– C.S. Lewis
I’m told that dancing is mostly about footwork. I wouldn’t know; I’m a white guy with zero dance-ability.
It might surprise you to know that Jesus danced for His followers during a very famous night of celebration long ago. It wasn’t a whimsical, rousing Jewish dance but a very slow, graceful choreography of movement. Before He got down to the business of footwork that punctuated the evening’s meal, He stitched together six very deliberate movements that picture for us a skilled danseur at work.
While His steps are easy-to-follow they are much more awkward-to-emulate.
If you go to the top of this post and read the scripture from John 13, you’ll find I underlined the steps – the movements – for you. John tells us the occasion: the Passover meal shared between Jesus and His supporting cast. For three-plus years He’d rehearsed the moves with them but they still had not gotten them down. They were certainly not ready for prime time, so the Master sequestered them in an upstairs dining hall, spacious and conducive for one final practice run.
Had He tired of them?
Was He ready to cut them from His troupe?

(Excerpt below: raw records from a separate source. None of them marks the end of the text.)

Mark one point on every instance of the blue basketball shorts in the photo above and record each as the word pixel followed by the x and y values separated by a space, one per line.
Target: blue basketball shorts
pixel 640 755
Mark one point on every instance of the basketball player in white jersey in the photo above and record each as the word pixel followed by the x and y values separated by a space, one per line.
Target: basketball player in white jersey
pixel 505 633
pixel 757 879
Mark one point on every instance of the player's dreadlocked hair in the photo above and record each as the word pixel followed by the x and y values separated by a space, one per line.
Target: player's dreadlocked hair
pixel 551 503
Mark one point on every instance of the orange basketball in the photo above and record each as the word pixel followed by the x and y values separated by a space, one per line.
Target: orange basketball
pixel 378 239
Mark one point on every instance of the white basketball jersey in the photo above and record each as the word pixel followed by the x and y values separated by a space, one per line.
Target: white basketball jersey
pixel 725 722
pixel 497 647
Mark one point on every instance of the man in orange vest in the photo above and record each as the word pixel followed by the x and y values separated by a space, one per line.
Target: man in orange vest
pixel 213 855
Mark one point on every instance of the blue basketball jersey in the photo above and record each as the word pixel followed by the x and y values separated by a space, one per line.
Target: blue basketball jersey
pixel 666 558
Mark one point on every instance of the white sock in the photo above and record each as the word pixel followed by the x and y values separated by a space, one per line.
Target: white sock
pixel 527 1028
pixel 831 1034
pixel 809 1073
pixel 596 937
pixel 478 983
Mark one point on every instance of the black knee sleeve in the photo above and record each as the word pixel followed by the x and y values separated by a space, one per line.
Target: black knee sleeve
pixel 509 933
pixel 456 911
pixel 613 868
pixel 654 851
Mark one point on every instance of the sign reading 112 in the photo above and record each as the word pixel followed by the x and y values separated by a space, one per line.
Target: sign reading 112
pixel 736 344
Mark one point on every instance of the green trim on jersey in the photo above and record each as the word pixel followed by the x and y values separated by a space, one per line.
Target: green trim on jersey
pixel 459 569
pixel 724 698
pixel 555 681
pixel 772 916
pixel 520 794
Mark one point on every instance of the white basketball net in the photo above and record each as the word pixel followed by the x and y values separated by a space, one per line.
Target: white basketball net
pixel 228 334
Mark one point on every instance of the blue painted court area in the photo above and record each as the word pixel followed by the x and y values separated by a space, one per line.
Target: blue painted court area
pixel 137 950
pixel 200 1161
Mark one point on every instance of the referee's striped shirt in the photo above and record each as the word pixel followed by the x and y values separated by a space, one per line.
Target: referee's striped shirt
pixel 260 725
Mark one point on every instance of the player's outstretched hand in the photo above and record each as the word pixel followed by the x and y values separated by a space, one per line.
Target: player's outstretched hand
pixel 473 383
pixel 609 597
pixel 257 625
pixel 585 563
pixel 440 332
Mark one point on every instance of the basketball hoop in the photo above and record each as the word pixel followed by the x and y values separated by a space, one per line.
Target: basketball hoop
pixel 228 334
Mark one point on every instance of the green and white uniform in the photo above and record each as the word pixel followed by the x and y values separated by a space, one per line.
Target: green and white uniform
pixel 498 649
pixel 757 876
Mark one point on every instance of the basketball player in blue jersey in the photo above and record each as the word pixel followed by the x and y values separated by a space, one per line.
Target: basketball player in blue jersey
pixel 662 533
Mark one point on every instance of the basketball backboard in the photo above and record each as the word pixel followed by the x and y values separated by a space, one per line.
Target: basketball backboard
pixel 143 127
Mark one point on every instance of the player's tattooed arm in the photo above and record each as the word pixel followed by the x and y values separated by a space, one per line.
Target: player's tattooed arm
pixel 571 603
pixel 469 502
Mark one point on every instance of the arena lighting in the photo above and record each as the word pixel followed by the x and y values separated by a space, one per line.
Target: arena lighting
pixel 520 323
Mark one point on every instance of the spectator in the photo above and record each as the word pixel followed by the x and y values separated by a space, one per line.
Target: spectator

Had He lost hope they would master the moves?
Only one. No, not Simon Peter (much as you and I would support his being cut), but the member who couldn’t be taught, wouldn’t be taught. Judas. He was satan’s apprentice and would remain so to his dying breath a day later.
I won’t go into the cultural backdrop of Jesus’ reason for rising from supper, only saying again that His oft-repeated lessons of serving, lowering one’s self, preferring others in honor, being last, seeking out the far chair, and risking their love on others had – yet again – fallen on deaf ears. They couldn’t hear the Music – yet – so their footwork was off.
So He rose.
He, who had to get Himself ready for the Command Performance of His Life. He’d already mastered these moves and was on to Bigger and Infinitely Better, um, things…but still had to treat His brothers as initiates, as novices, and did so –
John points out that Jesus looked over His brothers with a fondness that went deeper than mere companionship. The phrase, “He loved them to the end” doesn’t mean in time or duration. The word John uses means ‘to the fullest extent, the ultimate, fitting conclusion, the exclamation point on their relationship’. Jesus was doing more than a dress rehearsal in the Dance Hall. He was giving them a private, intimate performance so they would understand how loved they were.
“Master, what-wha-? No! Never!”
“Peter, you have to let Me! It’s what agape love looks like…”
And, inferred, of course, is:
Take notes, boys, this is the choreography of koineneia. If you learn – and do – this dance, the world will be obliged to join you.”
- He rose from supper (initiating a risky, controversial act)
- He removed his outer garment (exposing His true nature as a servant)
- He took a towel (having now crossed the line, He was obliged to see it through)
- He tied it around His waist (forever leaving the imprint of His action on their memories)
- He poured water into a basin (leaving no doubt as to His intent)
- He began to wash and wipe His disciples’ feet (further emptying Himself as a seal of His surrender to His ‘bride’)
The number of man.
And on this Passover eve, we find ourselves transported again by Jesus’s portrayal – AS THE SON OF MAN – of what humanity has been created for – if they’d (we’d!) only learn the steps. And dance.
Thank You, Jesus, for showing and teaching us so well.